Он вместе с Филиппом не спал всю ночь, хотя очень устал и не спал уже двое суток. На рассвете Пердикка открыл глаза и посмотрел вокруг. Александр толкнул локтем задремавшего Филиппа.
Врач вздрогнул, придвинулся к раненому и приложил руку к его лбу. Лоб был еще очень горячий, но температура заметно спала.
— Похоже, выкарабкается, — сказал он и снова задремал.
Чуть позже вошел Птолемей и тихо спросил:
— Как он?
— Филипп считает, что может выкарабкаться.
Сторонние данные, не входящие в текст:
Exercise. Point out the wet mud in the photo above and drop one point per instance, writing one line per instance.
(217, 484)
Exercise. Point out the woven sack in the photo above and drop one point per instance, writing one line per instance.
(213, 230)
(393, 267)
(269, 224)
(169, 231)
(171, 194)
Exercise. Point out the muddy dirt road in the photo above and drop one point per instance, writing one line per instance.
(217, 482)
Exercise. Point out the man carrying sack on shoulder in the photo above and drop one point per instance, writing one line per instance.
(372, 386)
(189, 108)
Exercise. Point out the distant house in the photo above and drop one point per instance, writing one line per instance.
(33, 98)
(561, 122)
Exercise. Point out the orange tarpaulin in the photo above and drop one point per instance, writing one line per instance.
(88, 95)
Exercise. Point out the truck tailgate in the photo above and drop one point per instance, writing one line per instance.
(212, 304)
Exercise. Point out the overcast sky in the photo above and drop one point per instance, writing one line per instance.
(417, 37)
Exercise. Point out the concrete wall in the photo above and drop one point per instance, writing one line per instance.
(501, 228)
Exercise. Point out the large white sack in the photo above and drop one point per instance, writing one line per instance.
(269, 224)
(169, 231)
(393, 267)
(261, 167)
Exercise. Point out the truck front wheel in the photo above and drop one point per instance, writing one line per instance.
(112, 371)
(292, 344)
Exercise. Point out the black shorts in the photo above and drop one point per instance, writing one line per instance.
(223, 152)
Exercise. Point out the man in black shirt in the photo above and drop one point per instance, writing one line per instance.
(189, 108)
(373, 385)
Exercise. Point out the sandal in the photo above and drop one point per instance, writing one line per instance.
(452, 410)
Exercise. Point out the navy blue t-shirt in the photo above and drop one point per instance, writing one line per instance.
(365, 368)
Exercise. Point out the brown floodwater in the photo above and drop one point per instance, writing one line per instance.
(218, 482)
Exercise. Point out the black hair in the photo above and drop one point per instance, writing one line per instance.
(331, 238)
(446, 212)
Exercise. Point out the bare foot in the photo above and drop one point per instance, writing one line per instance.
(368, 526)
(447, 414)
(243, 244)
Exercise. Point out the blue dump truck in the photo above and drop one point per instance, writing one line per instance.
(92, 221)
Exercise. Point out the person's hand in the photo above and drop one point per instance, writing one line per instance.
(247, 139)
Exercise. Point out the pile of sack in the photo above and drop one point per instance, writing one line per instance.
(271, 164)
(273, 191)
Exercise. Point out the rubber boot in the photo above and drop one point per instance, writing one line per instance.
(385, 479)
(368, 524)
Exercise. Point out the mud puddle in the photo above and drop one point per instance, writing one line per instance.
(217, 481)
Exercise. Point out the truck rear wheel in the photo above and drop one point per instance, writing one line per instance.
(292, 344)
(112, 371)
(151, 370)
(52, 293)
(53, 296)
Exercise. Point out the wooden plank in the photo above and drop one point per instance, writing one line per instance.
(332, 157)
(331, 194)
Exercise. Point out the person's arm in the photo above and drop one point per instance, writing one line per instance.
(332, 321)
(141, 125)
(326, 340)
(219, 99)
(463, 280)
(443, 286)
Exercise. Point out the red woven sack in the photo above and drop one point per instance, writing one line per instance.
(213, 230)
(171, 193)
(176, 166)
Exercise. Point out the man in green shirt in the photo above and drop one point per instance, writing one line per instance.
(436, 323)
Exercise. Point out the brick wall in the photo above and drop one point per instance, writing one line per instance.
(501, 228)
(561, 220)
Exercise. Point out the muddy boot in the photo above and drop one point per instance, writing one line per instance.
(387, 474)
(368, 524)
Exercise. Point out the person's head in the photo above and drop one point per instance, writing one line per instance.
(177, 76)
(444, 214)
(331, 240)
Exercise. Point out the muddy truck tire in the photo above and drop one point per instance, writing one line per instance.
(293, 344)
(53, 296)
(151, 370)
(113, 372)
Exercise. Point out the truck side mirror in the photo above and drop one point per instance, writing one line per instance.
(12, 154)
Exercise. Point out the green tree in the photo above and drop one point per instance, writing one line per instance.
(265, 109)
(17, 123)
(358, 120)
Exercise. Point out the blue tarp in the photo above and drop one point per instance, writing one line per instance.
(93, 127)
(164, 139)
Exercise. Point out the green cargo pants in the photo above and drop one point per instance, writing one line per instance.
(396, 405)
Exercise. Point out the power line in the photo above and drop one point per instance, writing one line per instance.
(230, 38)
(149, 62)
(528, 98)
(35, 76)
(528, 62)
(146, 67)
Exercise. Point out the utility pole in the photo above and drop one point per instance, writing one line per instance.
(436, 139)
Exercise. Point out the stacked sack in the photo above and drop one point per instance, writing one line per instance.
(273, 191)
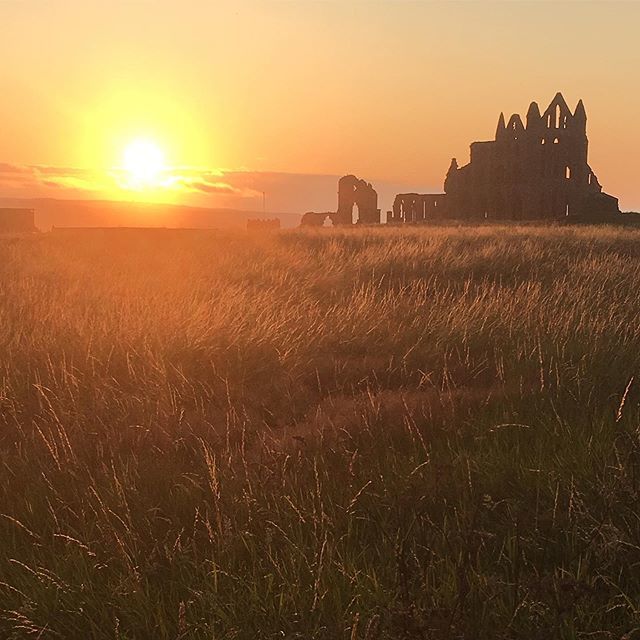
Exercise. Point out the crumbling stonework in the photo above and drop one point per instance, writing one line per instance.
(537, 170)
(357, 204)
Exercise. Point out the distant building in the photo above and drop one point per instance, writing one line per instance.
(17, 220)
(533, 171)
(357, 204)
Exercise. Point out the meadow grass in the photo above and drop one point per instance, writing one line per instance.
(360, 434)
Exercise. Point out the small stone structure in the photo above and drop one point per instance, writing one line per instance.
(537, 170)
(357, 204)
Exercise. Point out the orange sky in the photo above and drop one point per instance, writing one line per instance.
(388, 90)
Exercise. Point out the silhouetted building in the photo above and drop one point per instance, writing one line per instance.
(17, 220)
(533, 171)
(357, 204)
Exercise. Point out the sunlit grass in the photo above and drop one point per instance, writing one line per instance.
(364, 434)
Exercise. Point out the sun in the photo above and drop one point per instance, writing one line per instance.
(144, 164)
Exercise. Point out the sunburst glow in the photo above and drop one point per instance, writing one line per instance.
(144, 164)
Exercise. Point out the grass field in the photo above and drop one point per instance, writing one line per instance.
(370, 434)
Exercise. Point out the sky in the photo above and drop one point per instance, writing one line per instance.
(282, 97)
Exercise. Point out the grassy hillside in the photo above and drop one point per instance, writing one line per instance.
(368, 434)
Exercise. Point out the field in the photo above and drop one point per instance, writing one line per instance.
(365, 434)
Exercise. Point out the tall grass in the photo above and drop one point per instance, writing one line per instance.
(367, 434)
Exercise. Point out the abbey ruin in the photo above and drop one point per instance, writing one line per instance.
(537, 170)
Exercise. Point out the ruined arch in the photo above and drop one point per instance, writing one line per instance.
(357, 202)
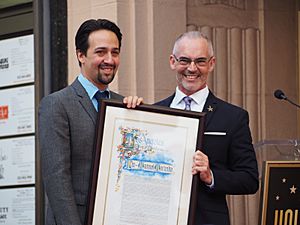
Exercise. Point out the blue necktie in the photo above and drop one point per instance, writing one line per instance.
(101, 95)
(187, 100)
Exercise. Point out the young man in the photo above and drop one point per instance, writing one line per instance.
(227, 163)
(67, 122)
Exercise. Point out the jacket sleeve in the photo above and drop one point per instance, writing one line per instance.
(239, 175)
(55, 147)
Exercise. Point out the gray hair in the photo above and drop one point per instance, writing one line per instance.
(194, 35)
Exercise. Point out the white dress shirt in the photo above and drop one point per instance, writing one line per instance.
(197, 104)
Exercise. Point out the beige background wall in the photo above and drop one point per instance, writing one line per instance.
(256, 46)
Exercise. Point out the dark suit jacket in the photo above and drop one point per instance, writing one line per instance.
(67, 122)
(231, 156)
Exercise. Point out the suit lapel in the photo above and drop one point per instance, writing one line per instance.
(84, 100)
(210, 107)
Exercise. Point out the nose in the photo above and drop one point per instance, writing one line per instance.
(192, 66)
(108, 58)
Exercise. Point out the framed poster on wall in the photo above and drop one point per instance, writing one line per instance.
(17, 161)
(16, 59)
(17, 111)
(17, 206)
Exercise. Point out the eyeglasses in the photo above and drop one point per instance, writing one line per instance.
(199, 62)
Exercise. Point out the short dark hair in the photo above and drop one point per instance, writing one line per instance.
(87, 27)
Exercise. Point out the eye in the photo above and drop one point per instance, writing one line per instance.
(201, 61)
(115, 53)
(101, 52)
(184, 61)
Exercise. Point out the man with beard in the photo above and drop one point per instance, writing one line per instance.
(67, 122)
(227, 163)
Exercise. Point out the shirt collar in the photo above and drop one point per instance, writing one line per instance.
(90, 88)
(199, 97)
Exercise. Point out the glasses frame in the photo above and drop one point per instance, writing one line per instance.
(188, 61)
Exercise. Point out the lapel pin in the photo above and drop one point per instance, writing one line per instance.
(210, 109)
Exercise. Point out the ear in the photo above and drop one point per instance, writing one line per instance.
(80, 56)
(211, 64)
(172, 62)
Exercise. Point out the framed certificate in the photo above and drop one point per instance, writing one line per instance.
(143, 162)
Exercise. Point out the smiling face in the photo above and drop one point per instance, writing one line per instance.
(191, 77)
(101, 61)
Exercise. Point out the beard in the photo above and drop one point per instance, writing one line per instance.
(105, 78)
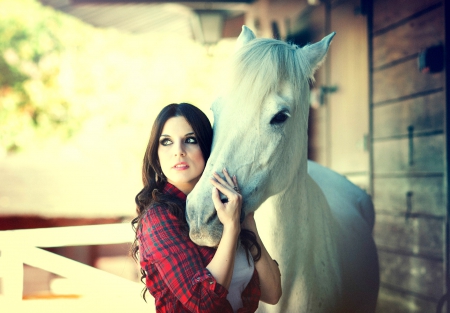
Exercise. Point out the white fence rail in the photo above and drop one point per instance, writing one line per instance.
(18, 247)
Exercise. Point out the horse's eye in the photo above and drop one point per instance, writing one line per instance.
(279, 118)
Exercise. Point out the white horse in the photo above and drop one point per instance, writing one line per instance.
(316, 224)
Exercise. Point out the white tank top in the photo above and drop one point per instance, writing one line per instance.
(242, 273)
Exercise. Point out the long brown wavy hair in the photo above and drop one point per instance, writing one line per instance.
(154, 180)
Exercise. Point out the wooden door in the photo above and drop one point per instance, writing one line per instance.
(407, 159)
(340, 126)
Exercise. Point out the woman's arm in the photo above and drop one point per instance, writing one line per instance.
(268, 271)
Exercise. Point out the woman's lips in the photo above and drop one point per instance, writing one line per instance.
(181, 166)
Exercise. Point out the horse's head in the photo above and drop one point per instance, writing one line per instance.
(260, 127)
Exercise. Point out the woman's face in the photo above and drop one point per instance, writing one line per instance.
(179, 154)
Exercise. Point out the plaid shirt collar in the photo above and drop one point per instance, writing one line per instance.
(174, 191)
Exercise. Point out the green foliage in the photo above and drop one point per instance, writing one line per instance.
(31, 45)
(62, 79)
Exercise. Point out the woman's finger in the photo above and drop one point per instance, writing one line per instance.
(222, 181)
(227, 191)
(216, 198)
(235, 183)
(228, 178)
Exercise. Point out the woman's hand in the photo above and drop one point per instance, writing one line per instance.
(228, 213)
(222, 264)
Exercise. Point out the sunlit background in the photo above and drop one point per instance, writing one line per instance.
(76, 106)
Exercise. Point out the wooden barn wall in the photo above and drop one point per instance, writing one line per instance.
(408, 143)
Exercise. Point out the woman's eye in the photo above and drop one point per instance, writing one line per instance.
(166, 142)
(279, 118)
(191, 140)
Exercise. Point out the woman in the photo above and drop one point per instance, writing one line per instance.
(181, 276)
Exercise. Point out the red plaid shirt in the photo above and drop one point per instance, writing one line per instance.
(176, 267)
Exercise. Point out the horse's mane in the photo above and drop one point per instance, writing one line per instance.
(261, 65)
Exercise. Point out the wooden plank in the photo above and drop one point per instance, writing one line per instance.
(426, 154)
(390, 195)
(420, 236)
(403, 80)
(419, 275)
(388, 12)
(410, 38)
(424, 113)
(391, 301)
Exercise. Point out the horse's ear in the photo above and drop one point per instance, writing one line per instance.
(317, 52)
(245, 36)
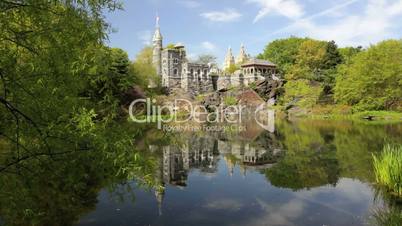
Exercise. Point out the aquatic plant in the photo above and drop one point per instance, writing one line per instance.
(388, 169)
(388, 217)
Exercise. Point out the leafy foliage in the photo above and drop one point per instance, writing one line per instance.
(206, 59)
(283, 52)
(373, 78)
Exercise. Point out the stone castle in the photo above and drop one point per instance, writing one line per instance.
(177, 72)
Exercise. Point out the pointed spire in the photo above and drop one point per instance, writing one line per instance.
(157, 20)
(157, 35)
(242, 57)
(160, 194)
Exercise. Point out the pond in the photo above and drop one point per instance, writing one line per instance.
(307, 172)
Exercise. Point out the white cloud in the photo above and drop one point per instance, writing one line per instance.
(375, 23)
(208, 46)
(191, 4)
(227, 15)
(288, 8)
(377, 20)
(145, 37)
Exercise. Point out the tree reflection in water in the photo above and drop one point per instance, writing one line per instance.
(307, 154)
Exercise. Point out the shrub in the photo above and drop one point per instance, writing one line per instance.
(388, 169)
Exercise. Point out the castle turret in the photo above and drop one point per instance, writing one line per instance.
(157, 49)
(229, 59)
(242, 57)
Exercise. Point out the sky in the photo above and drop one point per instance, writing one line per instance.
(211, 26)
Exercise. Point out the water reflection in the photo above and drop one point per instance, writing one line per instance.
(304, 173)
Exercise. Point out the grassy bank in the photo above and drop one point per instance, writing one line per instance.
(388, 169)
(342, 113)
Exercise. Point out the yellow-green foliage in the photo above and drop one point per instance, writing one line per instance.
(373, 78)
(230, 101)
(388, 169)
(303, 91)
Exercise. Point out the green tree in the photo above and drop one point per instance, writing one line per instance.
(373, 78)
(348, 53)
(283, 52)
(206, 59)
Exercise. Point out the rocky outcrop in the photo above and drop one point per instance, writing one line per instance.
(269, 89)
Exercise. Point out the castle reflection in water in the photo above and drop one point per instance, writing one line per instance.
(253, 149)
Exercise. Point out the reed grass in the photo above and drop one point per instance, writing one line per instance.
(388, 169)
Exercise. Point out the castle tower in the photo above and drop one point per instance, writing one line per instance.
(157, 49)
(242, 57)
(229, 59)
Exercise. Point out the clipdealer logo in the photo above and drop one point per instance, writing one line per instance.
(168, 113)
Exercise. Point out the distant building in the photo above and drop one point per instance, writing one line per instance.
(177, 72)
(175, 69)
(229, 60)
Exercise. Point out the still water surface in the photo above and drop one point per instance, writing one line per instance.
(305, 173)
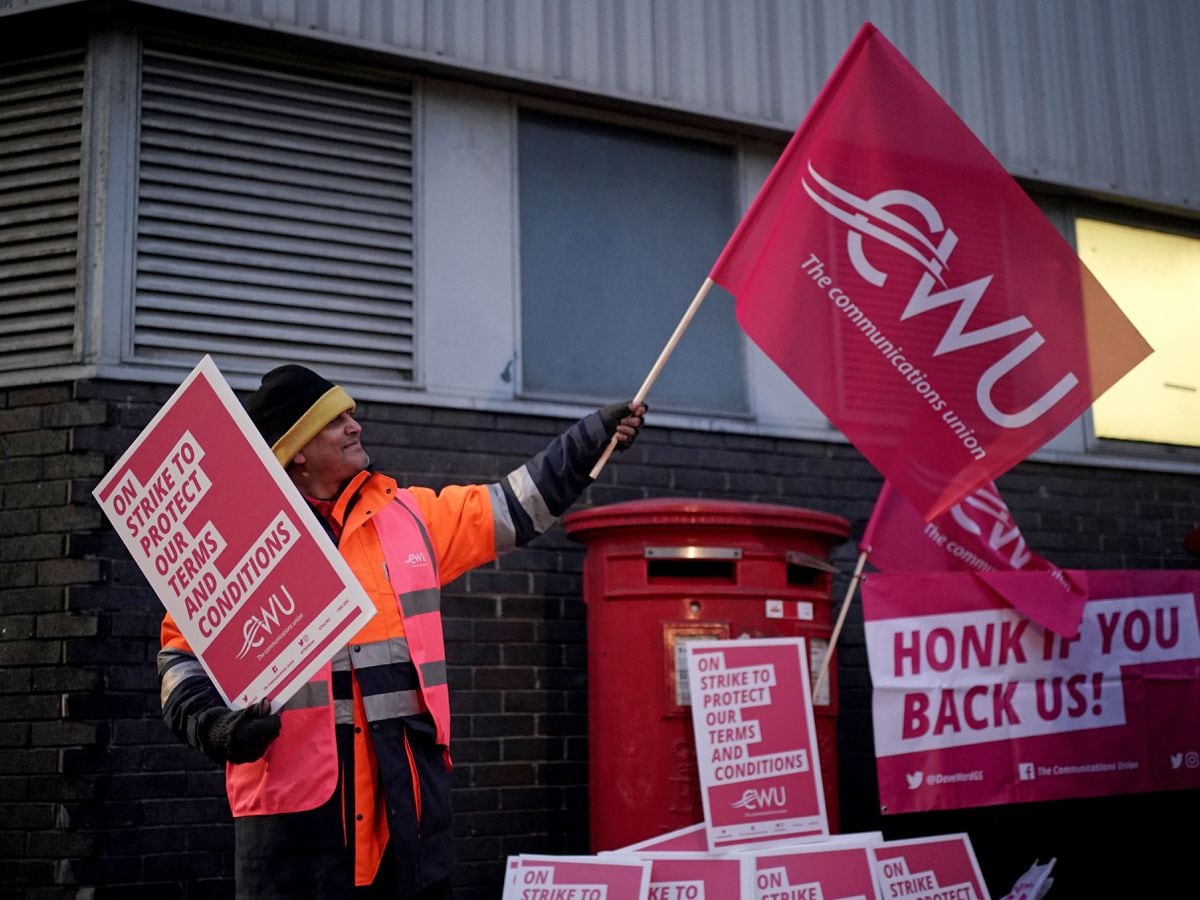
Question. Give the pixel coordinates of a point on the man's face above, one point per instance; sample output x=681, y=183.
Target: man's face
x=335, y=455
— Хорошо, если так. Но теперь и тебе надо отдохнуть: ты ужасно выглядишь.
— Тут все было ужасно: это самые тяжелые дни в моей жизни.
Птолемей приблизился к нему, словно хотел что-то сказать, но не решился.
— Что такое? — спросил Александр.
— Я… Не знаю… Если бы Пердикка умер, я бы тебе ничего не сказал, но, поскольку он может выжить, думаю, ты должен знать…
— Что? Ради всех богов, не тяни.
— Прежде чем потерять сознание, Пердикка передал мне письмо.
— Для меня?
— Нет. Для твоей сестры, царицы Эпира. Они любили друг друга, и он просил не забывать его. Я… все мы шутили над этой его любовью, но не думали, что действительно…
Птолемей протянул письмо.
— Нет, — сказал Александр. — Не хочу его видеть. Что было, то было: моя сестра — живая девушка из плоти и крови, и не вижу ничего плохого в том, что она хотела мужчину, который ей нравился. А теперь отрочество позади. Она счастлива с мужем, которого любит. Что касается Пердикки, я, конечно, не могу упрекнуть его за то, что он пожелал посвятить свои последние мысли любимой женщине.